O sono do polvo inclui um estágio frenético, colorido e ´ativo´

Durante uma breve sessão de sono ativo, este polvo no laboratório fica vermelho escuro.

Os polvos passam por dois estágios de sono, relata um novo estudo.

Primeiro vem um sono tranquilo e, em seguida, uma mudança para um sono agitado e ativo em que cores vibrantes piscam na pele dos animais. Esses detalhes, colhidos de quatro cefalópodes cochilando em um laboratório no Brasil, podem fornecer pistas para um grande mistério científico: por que os animais dormem?

O sono é tão importante que cada animal parece ter uma versão dele, diz Philippe Mourrain, neurobiologista da Universidade de Stanford que recentemente descreveu os estágios do sono dos peixes. Os cientistas também catalogaram o sono em répteis, pássaros, anfíbios, abelhas, mamíferos e águas-vivas, para citar alguns. “Até agora, não encontramos uma única espécie que não dorme”, disse Mourrain, que não participou do novo estudo.

A neurocientista cefalópode e mergulhadora Sylvia Medeiros pegou quatro polvos selvagens, Octopus insularis, e os trouxe temporariamente para um laboratório no Instituto do Cérebro da Universidade Federal do Rio Grande do Norte em Natal, Brasil. Depois de colocar os animais em uma área tranquila, ela começou a registrar cuidadosamente o comportamento deles durante o dia, quando os polvos estão mais propensos a descansar.

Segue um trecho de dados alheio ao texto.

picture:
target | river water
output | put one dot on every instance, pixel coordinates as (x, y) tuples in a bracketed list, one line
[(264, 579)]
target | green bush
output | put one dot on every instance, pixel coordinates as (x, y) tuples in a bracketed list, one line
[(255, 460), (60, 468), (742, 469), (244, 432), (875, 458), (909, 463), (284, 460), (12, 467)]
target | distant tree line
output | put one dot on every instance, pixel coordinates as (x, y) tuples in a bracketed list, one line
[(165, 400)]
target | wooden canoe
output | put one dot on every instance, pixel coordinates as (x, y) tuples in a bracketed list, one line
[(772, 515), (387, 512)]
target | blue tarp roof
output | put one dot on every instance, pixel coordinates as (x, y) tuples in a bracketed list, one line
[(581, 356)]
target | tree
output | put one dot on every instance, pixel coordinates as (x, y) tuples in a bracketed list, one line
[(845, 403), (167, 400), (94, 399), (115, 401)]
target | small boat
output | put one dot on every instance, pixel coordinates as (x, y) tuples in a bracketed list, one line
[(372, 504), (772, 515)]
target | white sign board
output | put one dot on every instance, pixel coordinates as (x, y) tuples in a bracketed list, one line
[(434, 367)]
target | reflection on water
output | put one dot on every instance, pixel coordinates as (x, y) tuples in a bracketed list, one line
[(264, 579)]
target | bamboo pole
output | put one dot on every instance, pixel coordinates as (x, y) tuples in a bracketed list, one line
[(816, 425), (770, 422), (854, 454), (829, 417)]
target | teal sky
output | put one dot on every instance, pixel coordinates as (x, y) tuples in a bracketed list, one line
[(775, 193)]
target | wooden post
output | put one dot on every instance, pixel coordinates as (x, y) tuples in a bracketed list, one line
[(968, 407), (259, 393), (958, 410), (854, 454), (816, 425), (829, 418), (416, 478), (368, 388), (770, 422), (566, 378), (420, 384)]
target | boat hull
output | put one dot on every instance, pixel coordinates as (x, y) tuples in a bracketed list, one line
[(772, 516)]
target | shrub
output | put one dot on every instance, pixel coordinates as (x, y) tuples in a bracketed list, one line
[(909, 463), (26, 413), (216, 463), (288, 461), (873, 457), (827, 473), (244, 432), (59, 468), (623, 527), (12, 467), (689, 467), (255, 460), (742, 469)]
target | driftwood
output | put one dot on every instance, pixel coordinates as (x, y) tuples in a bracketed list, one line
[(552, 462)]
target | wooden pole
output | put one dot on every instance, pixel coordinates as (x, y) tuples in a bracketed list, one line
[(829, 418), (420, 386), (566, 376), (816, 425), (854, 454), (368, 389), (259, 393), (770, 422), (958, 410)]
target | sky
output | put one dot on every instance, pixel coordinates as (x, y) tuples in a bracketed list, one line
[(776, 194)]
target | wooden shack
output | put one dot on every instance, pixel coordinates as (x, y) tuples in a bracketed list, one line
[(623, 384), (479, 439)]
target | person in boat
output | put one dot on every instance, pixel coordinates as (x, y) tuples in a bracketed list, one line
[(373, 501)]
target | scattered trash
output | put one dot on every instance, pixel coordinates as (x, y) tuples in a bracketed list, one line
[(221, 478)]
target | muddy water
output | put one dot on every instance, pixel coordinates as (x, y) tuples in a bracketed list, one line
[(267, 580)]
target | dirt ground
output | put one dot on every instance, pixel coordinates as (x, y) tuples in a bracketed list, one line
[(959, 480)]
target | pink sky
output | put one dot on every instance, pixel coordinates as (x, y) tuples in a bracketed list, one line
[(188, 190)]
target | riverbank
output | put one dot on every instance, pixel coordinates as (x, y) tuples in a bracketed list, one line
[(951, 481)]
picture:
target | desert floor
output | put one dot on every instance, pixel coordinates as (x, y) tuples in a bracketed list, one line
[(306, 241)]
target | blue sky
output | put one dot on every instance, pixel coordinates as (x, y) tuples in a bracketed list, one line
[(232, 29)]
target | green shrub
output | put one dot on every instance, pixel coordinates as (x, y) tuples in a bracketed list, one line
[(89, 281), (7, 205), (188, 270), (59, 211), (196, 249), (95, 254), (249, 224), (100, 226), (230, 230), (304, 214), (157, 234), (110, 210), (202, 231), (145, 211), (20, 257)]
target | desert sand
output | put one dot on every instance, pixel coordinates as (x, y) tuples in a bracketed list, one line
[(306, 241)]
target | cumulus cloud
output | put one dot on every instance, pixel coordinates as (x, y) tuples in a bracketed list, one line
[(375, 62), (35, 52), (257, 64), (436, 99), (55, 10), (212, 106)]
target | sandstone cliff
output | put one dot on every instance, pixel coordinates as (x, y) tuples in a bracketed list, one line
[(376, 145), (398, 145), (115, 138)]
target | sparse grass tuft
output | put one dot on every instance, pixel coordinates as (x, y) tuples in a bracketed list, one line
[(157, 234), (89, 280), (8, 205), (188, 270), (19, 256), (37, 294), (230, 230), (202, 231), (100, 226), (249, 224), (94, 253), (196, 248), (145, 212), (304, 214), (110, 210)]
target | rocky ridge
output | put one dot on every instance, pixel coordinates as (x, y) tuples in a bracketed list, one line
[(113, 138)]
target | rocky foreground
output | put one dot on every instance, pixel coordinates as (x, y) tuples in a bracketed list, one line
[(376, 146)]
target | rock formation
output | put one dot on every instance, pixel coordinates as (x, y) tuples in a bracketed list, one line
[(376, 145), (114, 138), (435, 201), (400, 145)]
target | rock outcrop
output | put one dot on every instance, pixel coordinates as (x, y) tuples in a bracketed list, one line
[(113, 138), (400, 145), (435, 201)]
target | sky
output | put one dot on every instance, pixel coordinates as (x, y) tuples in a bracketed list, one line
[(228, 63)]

Dois estados distintos surgiram, ela e seus colegas relatam 25 de março na iScience. No primeiro, chamado de sono tranquilo, os polvos são pálidos e imóveis com as pupilas dos olhos estreitadas em fendas. O sono ativo vem a seguir. Os olhos se movem rapidamente, as ventosas se contraem, os músculos se contraem, as texturas da pele mudam e, de forma mais dramática, cores brilhantes percorrem os corpos dos polvos. Esse sono selvagem é rítmico, acontecendo a cada meia hora mais ou menos, e breve; acaba depois de cerca de 40 segundos. O sono ativo também é raro; os polvos passam menos de 1% dos dias em sono ativo, descobriram os pesquisadores.

O sono ativo em polvos é mais ou menos como o sono REM nas pessoas, diz Medeiros. Mas, como o sono ativo dos polvos é tão curto, seus ciclos de sono se assemelham mais ao sono de répteis e pássaros, diz o co-autor do estudo Sidarta Ribeiro, neurocientista também do Instituto do Cérebro.

No meio de um estado de hibernação ativo, um a pele do polvo muda de cor e textura. Olhos em movimento, músculos contraídos e ventosas contraídas também marcam essa fase semelhante ao REM.


Os resultados são consistentes com o trabalho recente sobre o choco adormecido, outro cefalópode, diz a neuroetologista Teresa Iglesias, do Instituto de Ciência e Tecnologia de Okinawa, no Japão. ?Estou emocionada com o progresso e o interesse na pesquisa do sono dos cefalópodes?, diz ela.

Nas pessoas, acredita-se que o sono permite que o cérebro se organize, livrando-se de informações inúteis e fortalecendo memórias úteis. ?Imediatamente vem à mente que o polvo é muito esperto?, diz Ribeiro. Talvez um processo de classificação semelhante aconteça no cérebro do polvo adormecido, diz ele.

Para as pessoas, o sono REM está repleto de sonhos. ?É tentador tentar ler os sonhos dos polvos na pele?, diz Ribeiro. Mas por mais divertido que seja especular, ninguém sabe o que os polvos experimentam durante essas sessões ativas de cores vibrantes e cintilantes. Os pesquisadores têm muito mais trabalho a fazer antes de dizer que os polvos sonham, diz Ribeiro. E mesmo que isso aconteça, esses sonhos podem não fazer muito sentido para um humano.